Hurman told the commission that the initial effort to hide the first round of legal advice from the ombudsman came because “someone in DSS had changed the draft” email he had written. For the first time in these hearings, he gave a name: DSS deputy secretary Serena Wilson.

This was a significan­t moment in the royal commission. What Wilson didn’t know then was that the Department of Human Services had been a little too overeager with the ombudsman, handing over the original ministeria­l brief that was prepared for Scott Morrison and was subject to cabinet-inconfiden­ce.

It did not have to do this, but in providing the document, DHS inadverten­tly tipped off the ombudsman about the existence of other written advice and legal input regarding robo-debt.

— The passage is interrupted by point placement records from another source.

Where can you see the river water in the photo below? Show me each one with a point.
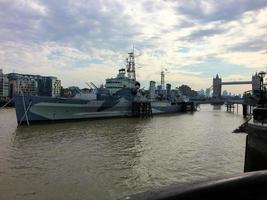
(112, 158)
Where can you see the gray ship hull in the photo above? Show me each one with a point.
(32, 108)
(35, 108)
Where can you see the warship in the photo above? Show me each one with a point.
(114, 99)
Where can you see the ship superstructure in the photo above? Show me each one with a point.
(115, 99)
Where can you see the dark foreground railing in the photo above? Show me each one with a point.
(250, 186)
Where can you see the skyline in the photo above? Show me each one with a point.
(89, 40)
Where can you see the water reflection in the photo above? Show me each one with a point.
(108, 159)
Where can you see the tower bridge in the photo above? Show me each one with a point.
(218, 83)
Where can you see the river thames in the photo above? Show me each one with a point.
(113, 158)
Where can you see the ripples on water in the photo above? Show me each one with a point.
(111, 158)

The ombudsman came back again, revealing its hand, and requested all notes, memos and documents relating to the policy and legal advice provided by DSS, all the way back to 2014. Faced with this, officials came up with an emergency strategy that was to cut the 2014 advice away from its context – the question that lawyers were asked to answer about whether income averaging could be used – and to send the 2017 advice for a second time in a desperate bid to obscure the true impact of that early opinion.

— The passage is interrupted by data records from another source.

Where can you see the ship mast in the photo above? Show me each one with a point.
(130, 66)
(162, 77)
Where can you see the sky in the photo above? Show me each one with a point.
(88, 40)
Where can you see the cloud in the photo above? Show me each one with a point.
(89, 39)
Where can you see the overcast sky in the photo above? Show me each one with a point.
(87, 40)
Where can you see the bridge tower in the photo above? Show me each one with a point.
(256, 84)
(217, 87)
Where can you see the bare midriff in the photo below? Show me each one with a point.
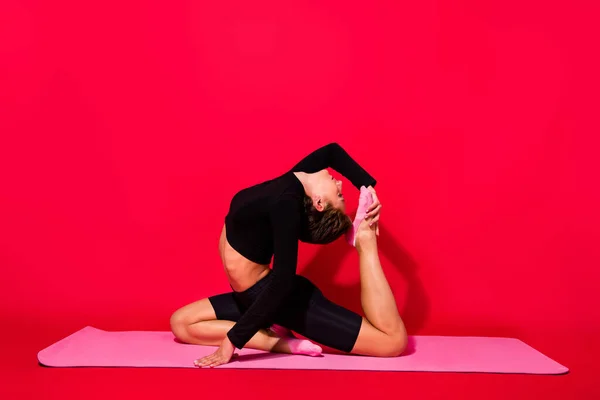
(241, 272)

It worked – and it is now a matter of public record that the ombudsman made somewhat minor recommenda­tions but ultimately found the online compliance interventi­on was operating within the bounds of legislatio­n. This was never true.

“So DSS hung its hat on the 2017 legal advice which was obtained after the ombudsman had begun its investigat­ion,” Greggery said while addressing Hurman’s boss, Russell de Burgh, this week.

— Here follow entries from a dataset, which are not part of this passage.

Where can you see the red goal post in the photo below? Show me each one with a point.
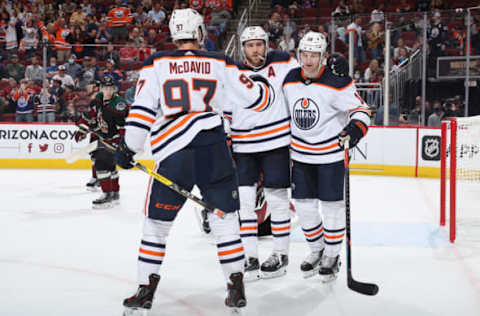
(460, 172)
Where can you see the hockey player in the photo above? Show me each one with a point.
(325, 110)
(260, 142)
(105, 116)
(178, 99)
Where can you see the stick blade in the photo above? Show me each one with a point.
(363, 288)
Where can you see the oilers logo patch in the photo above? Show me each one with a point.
(305, 113)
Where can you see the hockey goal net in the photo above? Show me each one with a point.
(460, 177)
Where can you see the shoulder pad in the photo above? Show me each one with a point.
(329, 79)
(293, 75)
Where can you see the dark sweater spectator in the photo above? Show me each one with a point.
(15, 69)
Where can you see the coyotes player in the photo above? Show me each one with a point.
(178, 99)
(260, 143)
(325, 110)
(106, 116)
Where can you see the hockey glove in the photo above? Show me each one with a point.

“The inference to be drawn from that is that it needed to justify the legality of the scheme to the ombudsman.”

De Burgh conceded this point. “Yeah, I mean, part of this is the premise that the 2017 legal advice was asked for because of the ombudsman question,” he said.

Greggery had sprung his trap.

“And I suggest to you that it was commonly understood between yourself, Mr Hurman, Cath Halbert and Serena Wilson that there was a need to justify the legality to the ombudsman,” he said.

Yes, de Burgh agreed.

“And that every step along the way,” Greggery said, “was done with that purpose in mind.”

The reality of the mendacity exposed by the commission this week is shown in the testimony of victims such as Rosemary Gay and Ricky Aik, who gave evidence on Monday.

Gay, a pensioner who could work only two days a week due to physical health problems, was tormented with a completely fictitious debt of $64,000.

A retired single mother in her 70s, who budgeted meticulous­ly and was a profession­al record-keeper and legal clerk throughout her career, Gay worried she would lose everything.

“Everybody needs to understand how many thousands of people were affected so badly by a system that was put in by a government department who you have full trust in that they are doing things correctly, when obviously they are not,” she said.

“And it will continue to remain with me forever. It’s just something I will never get over, and it has had a huge impact on my physical and mental wellbeing.”

Aik, a member of the working underclass who lived alone in remote Victoria, was told the only way he could get the debt collectors off his back was to have 50 pages of bank statements printed, at $2 each, a cost he simply could not afford.

His work suffered. As the debt was pursued further, he thought about self-harm.

While people like Gay and Aik were being hunted, the scheme was beginning to unravel internally. Efforts by many public servants – and ministers who were either ignorant or who simply did not care – kept the conceit alive for another two years.